Prospects on wheat

Ahmed Abdel-Hafez, Tuesday 24 Oct 2023

The government is working to ensure that Egypt’s stocks of wheat remain topped up, reports Ahmed Abdel-Hafez

Egypt could become a hub for distributing Russian wheat
Egypt could become a hub for distributing Russian wheat


Egypt received 30 per cent more wheat from Russia in the first nine months of 2023 compared to the same period in 2022, the US financial service Bloomberg reported this week.

Egypt’s wheat imports surged by 30 per cent in the first nine months of 2023, reaching 8.34 million tons, with 80 per cent of this amount coming from Russia.
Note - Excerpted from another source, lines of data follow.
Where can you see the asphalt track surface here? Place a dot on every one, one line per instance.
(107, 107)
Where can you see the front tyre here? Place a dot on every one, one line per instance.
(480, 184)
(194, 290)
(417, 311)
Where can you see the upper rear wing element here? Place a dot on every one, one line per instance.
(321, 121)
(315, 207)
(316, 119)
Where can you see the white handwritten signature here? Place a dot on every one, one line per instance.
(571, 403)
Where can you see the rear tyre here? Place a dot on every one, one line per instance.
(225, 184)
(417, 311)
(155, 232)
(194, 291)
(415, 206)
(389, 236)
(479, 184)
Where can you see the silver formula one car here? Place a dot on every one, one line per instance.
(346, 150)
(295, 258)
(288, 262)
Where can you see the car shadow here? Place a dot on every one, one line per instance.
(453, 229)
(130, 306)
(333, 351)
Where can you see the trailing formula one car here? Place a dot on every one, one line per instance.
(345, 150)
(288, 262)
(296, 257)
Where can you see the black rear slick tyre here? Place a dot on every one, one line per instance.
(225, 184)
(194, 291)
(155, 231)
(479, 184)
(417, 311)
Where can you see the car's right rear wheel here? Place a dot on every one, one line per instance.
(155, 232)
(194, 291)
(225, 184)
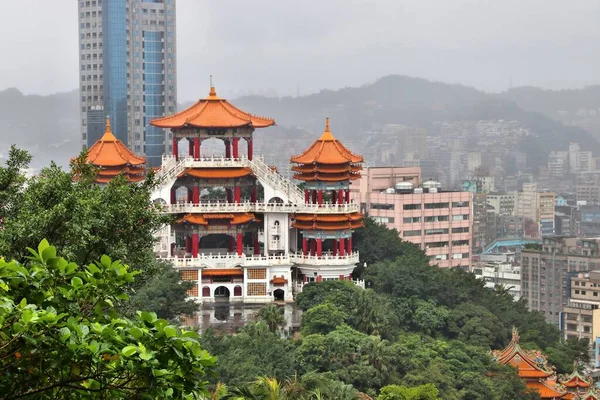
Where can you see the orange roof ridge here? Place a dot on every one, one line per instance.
(327, 150)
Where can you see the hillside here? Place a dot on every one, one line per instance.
(48, 126)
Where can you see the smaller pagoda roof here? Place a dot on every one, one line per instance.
(575, 379)
(216, 173)
(231, 219)
(327, 150)
(212, 112)
(530, 364)
(111, 152)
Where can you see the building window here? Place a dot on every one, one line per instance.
(437, 218)
(464, 229)
(257, 273)
(439, 231)
(432, 206)
(189, 275)
(460, 204)
(257, 289)
(382, 206)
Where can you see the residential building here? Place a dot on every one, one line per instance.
(504, 275)
(128, 71)
(440, 222)
(545, 272)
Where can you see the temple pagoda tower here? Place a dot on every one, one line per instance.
(113, 158)
(532, 367)
(244, 245)
(327, 169)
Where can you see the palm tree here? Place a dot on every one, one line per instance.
(272, 316)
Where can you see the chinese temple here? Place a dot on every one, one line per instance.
(532, 367)
(241, 230)
(113, 158)
(578, 386)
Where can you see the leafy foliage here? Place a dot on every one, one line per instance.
(60, 336)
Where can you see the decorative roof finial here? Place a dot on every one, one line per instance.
(213, 92)
(516, 336)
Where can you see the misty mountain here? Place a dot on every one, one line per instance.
(48, 126)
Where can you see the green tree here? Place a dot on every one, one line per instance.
(398, 392)
(61, 337)
(272, 316)
(322, 319)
This was up from 6.43 million tons during the same period in 2022, according to Bloomberg’s Asharq Business service.

The three leading exporters of wheat to Egypt from January to September 2023 were Russia, Ukraine, and Romania, at 6.65 million tons, 1.11 million tons, and 331,660 tons, respectively.
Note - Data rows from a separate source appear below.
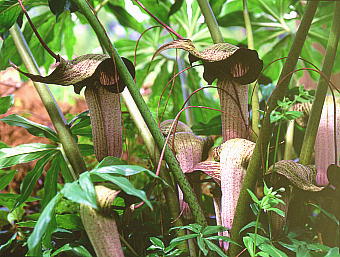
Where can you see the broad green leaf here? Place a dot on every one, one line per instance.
(212, 230)
(223, 238)
(248, 242)
(125, 185)
(329, 215)
(34, 128)
(43, 223)
(302, 251)
(214, 248)
(333, 252)
(24, 153)
(175, 7)
(157, 242)
(9, 12)
(64, 169)
(6, 177)
(125, 170)
(183, 238)
(69, 222)
(50, 182)
(253, 196)
(8, 243)
(272, 250)
(6, 102)
(9, 200)
(77, 250)
(201, 245)
(110, 161)
(59, 6)
(124, 18)
(192, 227)
(76, 192)
(30, 180)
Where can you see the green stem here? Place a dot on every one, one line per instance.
(320, 94)
(254, 168)
(143, 108)
(69, 145)
(253, 89)
(277, 143)
(210, 20)
(256, 228)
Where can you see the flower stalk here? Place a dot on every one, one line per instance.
(152, 125)
(320, 94)
(254, 167)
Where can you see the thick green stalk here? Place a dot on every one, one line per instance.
(69, 145)
(143, 108)
(254, 170)
(315, 114)
(210, 20)
(253, 88)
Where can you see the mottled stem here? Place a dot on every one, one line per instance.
(106, 121)
(234, 122)
(100, 226)
(324, 144)
(234, 158)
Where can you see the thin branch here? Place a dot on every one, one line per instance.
(42, 42)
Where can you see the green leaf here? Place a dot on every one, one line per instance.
(24, 153)
(175, 7)
(9, 200)
(223, 238)
(6, 102)
(78, 250)
(31, 179)
(124, 18)
(333, 252)
(51, 182)
(124, 170)
(329, 215)
(125, 185)
(211, 127)
(248, 242)
(192, 227)
(8, 243)
(212, 230)
(59, 6)
(76, 191)
(272, 250)
(253, 196)
(69, 222)
(183, 238)
(6, 177)
(43, 223)
(302, 251)
(214, 248)
(201, 245)
(157, 242)
(35, 129)
(110, 161)
(292, 115)
(9, 12)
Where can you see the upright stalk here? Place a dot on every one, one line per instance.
(152, 125)
(69, 145)
(254, 170)
(253, 88)
(315, 114)
(211, 21)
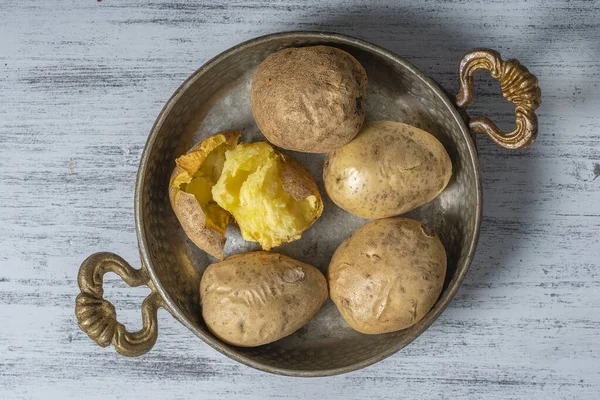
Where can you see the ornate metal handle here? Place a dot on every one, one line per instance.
(518, 86)
(97, 317)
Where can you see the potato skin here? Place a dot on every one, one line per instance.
(388, 169)
(387, 275)
(309, 99)
(251, 299)
(187, 210)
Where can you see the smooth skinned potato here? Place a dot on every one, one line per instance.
(251, 299)
(195, 173)
(388, 169)
(309, 99)
(387, 275)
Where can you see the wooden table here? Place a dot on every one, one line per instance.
(81, 83)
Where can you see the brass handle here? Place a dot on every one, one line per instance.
(97, 317)
(518, 85)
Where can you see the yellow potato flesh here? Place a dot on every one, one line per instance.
(250, 188)
(201, 184)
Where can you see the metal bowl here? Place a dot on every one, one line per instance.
(216, 97)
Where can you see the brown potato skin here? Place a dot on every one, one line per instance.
(388, 169)
(251, 299)
(309, 99)
(187, 210)
(387, 275)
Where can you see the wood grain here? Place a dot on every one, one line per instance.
(81, 83)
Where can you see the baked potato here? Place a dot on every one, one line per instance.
(387, 275)
(271, 196)
(251, 299)
(195, 174)
(309, 99)
(388, 169)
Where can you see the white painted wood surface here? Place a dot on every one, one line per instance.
(81, 83)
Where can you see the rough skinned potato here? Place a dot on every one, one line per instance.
(195, 173)
(309, 99)
(388, 169)
(251, 299)
(387, 275)
(271, 196)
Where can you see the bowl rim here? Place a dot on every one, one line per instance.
(442, 302)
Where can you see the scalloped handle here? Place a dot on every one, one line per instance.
(98, 318)
(517, 84)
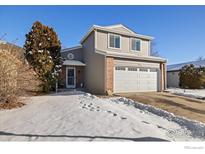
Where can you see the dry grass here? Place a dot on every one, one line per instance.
(183, 106)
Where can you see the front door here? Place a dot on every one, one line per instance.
(70, 75)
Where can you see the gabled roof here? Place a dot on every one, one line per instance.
(113, 29)
(120, 26)
(72, 48)
(73, 63)
(177, 67)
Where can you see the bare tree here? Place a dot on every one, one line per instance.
(16, 77)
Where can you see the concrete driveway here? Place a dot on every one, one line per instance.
(85, 117)
(180, 105)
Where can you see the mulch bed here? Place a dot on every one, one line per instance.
(8, 106)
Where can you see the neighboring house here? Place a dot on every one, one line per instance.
(113, 58)
(173, 72)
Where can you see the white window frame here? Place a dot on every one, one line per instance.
(70, 86)
(131, 44)
(109, 41)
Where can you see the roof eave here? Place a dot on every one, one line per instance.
(96, 27)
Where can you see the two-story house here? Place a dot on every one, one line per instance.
(113, 58)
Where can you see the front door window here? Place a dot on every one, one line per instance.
(71, 77)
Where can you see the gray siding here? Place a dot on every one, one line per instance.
(173, 79)
(102, 44)
(94, 70)
(78, 54)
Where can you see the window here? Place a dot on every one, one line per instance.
(114, 41)
(132, 68)
(135, 44)
(120, 68)
(143, 70)
(153, 70)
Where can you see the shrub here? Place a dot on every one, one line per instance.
(192, 77)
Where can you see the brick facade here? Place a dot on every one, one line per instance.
(109, 73)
Imad Al-Saei, an expert on transportation and logistics, said that the government was seeking to diversify Egypt’s sources of wheat as the world’s largest wheat importer. This would not mean that Egypt would entirely forgo Russian wheat, and Russia would not be able to afford the loss of the world’s largest wheat-importer, he said.
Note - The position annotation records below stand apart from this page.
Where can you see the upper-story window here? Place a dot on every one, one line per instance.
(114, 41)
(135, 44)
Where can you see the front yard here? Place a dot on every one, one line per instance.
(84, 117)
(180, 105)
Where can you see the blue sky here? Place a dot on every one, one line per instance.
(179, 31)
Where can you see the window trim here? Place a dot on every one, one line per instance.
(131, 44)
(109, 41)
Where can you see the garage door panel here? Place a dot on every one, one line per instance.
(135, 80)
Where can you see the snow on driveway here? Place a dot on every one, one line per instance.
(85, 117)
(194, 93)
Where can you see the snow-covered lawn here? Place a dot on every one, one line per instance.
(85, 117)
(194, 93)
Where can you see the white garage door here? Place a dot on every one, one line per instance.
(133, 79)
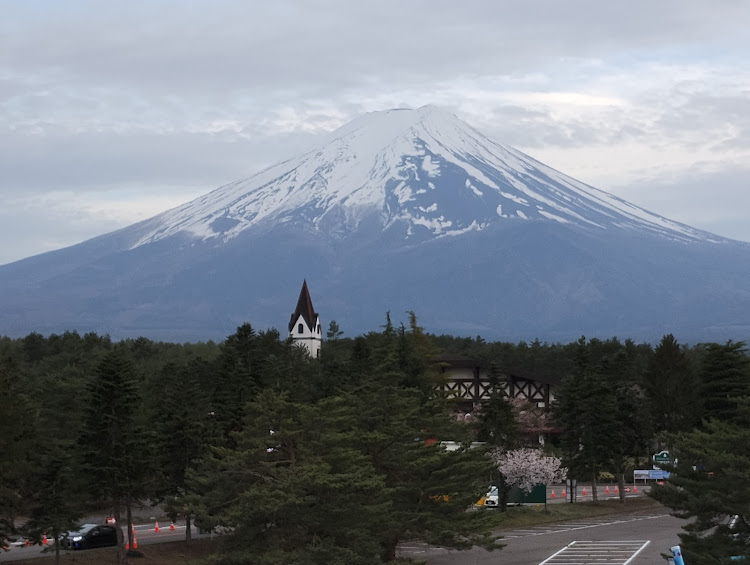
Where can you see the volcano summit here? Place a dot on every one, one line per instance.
(397, 210)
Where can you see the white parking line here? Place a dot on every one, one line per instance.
(600, 552)
(556, 528)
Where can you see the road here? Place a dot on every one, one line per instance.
(144, 534)
(625, 539)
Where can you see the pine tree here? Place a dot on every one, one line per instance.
(711, 485)
(18, 442)
(725, 376)
(586, 411)
(182, 422)
(671, 388)
(296, 489)
(115, 451)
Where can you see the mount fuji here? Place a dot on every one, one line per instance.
(397, 210)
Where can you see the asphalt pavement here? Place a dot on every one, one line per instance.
(145, 534)
(623, 539)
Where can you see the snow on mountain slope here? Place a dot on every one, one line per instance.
(425, 170)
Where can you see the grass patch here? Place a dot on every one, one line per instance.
(521, 516)
(171, 553)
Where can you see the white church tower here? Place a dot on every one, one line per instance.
(304, 327)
Al-Saei said that Egypt could become a hub for distributing Russian wheat in Africa. The advent of winter in Russia and Ukraine meant that the two countries were in a hurry to export their wheat in order to reduce the cost of storing it in silos in the cold weather.

This has been reflected in the 30 per cent increase in Russian wheat exports to Egypt, he explained.

The government has also expanded and upgraded Egypt’s wheat silos. There are now 190, with the larger ones storing 17,000 tons of wheat and the smaller ones storing between 5,000 and 8,000 tons. The new silos can maintain the wheat in good condition for 18 months.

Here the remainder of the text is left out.